Since, the expiry would be the part of the the struct/data, it can be checked in the function which verifies the signatures. On the code level it can be checked that if the current timestamp i.e. block.timestamp should be less than (or equal to according to the requirement) the expiry timestamp mentioned in the date/struct.
This will ensure that if the signature doesn't get executed for a while or for specific amount of time, it will be later treated as an invalid signature. And the simple reason behind this can be any situation where signer is not willing to allow the usage of that signature. e.g in this case if signer signs the data for transferring certain amount of tokens, maybe that signer won't be comfortable executing that signature after 6 months or a year because of many possible reasons.

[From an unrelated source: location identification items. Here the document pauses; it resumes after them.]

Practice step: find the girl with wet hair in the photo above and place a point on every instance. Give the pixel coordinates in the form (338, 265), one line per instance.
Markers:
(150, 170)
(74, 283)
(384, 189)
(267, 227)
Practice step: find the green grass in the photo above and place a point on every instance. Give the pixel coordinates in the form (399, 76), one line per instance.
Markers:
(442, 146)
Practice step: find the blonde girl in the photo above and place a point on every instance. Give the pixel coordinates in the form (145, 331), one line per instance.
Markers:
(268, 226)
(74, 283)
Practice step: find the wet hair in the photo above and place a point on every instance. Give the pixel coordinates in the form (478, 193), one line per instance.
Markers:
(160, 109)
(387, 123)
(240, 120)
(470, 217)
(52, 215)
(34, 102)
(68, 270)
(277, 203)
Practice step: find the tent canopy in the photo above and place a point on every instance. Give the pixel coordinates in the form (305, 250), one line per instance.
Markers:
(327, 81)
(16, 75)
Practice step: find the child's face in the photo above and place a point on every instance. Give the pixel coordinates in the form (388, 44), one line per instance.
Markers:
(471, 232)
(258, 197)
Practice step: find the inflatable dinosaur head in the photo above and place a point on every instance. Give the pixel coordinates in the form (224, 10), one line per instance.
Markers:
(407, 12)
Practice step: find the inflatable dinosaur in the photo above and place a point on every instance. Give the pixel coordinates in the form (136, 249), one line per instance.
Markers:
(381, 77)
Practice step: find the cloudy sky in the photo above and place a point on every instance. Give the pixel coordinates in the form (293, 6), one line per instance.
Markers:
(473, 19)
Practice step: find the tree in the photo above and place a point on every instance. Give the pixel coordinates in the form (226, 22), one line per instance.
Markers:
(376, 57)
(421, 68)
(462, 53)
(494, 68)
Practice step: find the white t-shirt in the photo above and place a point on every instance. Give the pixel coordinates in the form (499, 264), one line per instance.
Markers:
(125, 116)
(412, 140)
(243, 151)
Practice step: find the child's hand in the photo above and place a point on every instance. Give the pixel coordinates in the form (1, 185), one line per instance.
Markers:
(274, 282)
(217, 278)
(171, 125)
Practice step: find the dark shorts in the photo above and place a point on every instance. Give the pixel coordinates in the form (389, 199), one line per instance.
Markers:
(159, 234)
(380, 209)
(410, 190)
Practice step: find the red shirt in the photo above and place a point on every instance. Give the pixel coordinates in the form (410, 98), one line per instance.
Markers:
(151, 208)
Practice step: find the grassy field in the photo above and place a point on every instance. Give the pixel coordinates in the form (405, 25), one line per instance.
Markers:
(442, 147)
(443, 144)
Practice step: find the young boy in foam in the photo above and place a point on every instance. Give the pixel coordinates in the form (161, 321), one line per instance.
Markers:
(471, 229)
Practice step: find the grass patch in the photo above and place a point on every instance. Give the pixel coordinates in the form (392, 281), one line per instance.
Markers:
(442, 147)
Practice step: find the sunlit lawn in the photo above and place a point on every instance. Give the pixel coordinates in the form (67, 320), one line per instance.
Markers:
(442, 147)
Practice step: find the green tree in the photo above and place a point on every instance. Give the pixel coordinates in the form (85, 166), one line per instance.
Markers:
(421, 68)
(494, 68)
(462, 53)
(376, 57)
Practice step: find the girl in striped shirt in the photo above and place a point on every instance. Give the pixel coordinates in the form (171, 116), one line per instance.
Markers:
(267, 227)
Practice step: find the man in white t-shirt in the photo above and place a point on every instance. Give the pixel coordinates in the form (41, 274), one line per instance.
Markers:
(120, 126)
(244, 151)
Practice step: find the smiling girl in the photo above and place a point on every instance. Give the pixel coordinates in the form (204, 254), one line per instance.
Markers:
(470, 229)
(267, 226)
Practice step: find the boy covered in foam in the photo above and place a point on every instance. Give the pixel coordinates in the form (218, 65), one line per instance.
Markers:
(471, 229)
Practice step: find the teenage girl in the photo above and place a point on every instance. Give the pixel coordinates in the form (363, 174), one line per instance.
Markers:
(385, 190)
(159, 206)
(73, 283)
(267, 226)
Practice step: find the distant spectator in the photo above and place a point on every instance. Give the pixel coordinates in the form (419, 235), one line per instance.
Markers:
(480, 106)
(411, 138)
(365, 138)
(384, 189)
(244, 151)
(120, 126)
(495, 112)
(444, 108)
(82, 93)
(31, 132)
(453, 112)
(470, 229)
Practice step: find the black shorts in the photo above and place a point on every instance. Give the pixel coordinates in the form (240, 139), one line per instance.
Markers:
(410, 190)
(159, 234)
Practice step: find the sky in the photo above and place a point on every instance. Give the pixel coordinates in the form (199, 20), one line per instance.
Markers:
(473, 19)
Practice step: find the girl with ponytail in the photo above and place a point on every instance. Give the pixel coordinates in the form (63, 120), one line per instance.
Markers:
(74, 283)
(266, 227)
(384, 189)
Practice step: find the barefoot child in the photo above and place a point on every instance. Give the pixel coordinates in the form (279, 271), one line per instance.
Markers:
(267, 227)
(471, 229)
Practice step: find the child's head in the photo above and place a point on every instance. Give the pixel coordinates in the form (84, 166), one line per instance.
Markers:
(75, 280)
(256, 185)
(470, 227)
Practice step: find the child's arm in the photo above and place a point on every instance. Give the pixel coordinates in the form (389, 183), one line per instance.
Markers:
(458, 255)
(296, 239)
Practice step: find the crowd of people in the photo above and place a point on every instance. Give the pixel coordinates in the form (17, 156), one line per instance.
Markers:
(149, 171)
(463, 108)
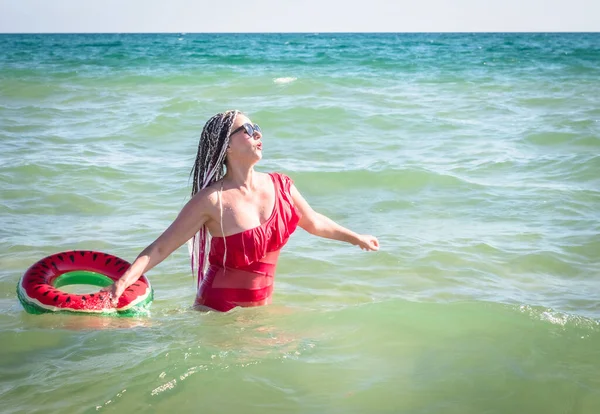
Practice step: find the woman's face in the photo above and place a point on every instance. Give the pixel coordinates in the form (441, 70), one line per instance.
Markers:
(244, 147)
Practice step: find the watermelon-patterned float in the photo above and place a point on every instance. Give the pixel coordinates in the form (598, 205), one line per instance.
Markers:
(38, 290)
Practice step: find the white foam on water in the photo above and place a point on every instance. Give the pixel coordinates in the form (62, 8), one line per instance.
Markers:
(284, 80)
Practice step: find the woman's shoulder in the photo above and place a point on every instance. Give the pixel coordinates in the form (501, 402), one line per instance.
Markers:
(208, 197)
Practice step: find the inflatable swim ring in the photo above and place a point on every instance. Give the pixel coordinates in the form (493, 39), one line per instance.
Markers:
(38, 289)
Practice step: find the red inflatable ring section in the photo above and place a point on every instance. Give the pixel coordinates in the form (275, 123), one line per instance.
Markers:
(38, 294)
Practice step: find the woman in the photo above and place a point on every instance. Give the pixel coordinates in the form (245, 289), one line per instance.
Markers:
(249, 216)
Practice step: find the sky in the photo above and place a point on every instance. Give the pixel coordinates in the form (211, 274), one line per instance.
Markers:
(198, 16)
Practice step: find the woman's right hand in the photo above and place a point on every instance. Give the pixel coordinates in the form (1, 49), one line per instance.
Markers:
(115, 291)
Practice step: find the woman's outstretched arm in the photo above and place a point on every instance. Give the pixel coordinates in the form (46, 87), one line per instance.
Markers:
(322, 226)
(191, 218)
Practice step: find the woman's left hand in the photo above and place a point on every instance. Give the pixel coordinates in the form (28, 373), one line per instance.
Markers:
(368, 242)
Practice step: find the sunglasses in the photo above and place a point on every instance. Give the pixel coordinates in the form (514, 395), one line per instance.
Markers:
(250, 129)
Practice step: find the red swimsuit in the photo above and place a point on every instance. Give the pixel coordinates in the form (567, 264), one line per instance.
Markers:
(247, 279)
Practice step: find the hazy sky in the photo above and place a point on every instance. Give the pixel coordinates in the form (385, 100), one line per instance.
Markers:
(40, 16)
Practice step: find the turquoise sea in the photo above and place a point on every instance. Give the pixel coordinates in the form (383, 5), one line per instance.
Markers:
(475, 158)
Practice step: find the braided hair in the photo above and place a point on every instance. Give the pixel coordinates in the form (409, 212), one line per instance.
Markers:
(209, 167)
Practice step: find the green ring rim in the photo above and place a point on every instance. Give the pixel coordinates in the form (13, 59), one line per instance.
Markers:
(82, 277)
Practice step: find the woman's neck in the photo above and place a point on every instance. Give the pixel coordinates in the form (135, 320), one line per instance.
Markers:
(243, 178)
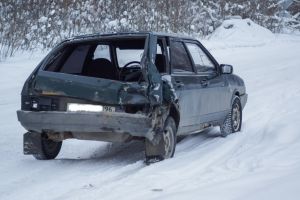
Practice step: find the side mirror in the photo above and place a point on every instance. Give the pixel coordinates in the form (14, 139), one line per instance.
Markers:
(226, 69)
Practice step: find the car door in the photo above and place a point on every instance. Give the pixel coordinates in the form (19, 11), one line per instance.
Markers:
(186, 83)
(214, 92)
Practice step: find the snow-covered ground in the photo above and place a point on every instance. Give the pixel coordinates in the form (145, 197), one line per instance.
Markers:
(260, 162)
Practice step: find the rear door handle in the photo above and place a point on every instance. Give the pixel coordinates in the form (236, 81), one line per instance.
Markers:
(179, 84)
(204, 83)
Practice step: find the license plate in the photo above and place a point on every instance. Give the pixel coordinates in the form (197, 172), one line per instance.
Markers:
(109, 109)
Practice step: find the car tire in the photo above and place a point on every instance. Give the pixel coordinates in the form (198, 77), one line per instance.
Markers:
(233, 121)
(49, 149)
(166, 146)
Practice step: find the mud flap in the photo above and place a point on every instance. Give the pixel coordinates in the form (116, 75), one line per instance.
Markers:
(155, 148)
(32, 143)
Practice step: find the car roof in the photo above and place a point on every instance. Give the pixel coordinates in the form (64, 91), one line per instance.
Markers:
(138, 33)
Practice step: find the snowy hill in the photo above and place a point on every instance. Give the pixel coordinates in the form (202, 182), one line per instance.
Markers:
(260, 162)
(241, 32)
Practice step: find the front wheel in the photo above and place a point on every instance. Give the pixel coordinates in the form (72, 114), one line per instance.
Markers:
(233, 121)
(166, 147)
(49, 149)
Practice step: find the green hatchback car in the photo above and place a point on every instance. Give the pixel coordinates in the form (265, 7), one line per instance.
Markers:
(124, 86)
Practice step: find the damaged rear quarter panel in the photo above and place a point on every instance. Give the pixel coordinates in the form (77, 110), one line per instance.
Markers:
(89, 88)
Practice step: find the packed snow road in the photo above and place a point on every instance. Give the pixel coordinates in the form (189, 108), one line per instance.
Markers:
(260, 162)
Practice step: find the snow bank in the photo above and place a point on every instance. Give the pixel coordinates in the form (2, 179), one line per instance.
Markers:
(241, 33)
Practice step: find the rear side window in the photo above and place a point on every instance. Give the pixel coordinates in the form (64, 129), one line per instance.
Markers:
(180, 61)
(74, 63)
(201, 60)
(102, 51)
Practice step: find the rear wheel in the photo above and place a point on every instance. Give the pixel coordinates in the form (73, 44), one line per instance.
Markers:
(49, 149)
(233, 121)
(166, 147)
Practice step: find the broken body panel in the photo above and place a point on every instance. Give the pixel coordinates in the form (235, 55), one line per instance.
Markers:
(52, 92)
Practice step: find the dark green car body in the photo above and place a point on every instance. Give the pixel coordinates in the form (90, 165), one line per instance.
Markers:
(195, 99)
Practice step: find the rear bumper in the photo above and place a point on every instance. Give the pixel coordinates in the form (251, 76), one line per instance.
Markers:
(84, 122)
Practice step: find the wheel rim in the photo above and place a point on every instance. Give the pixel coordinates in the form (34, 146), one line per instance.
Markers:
(168, 142)
(236, 117)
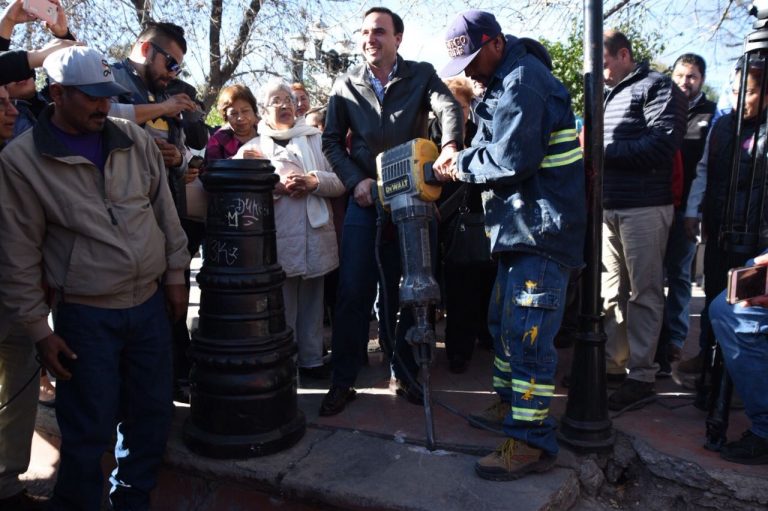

It is important to give a thought that there can be dedicated relayers for executing/submitting these signed signatures. Some projects might not need the signature expiry checks because they are sure that the signature would be surely executed in the certain amount of time.
Apart from the common vulnerabilities discussed in this series, there can be additional and unique vulnerabilities depending on the smart contract and business logic.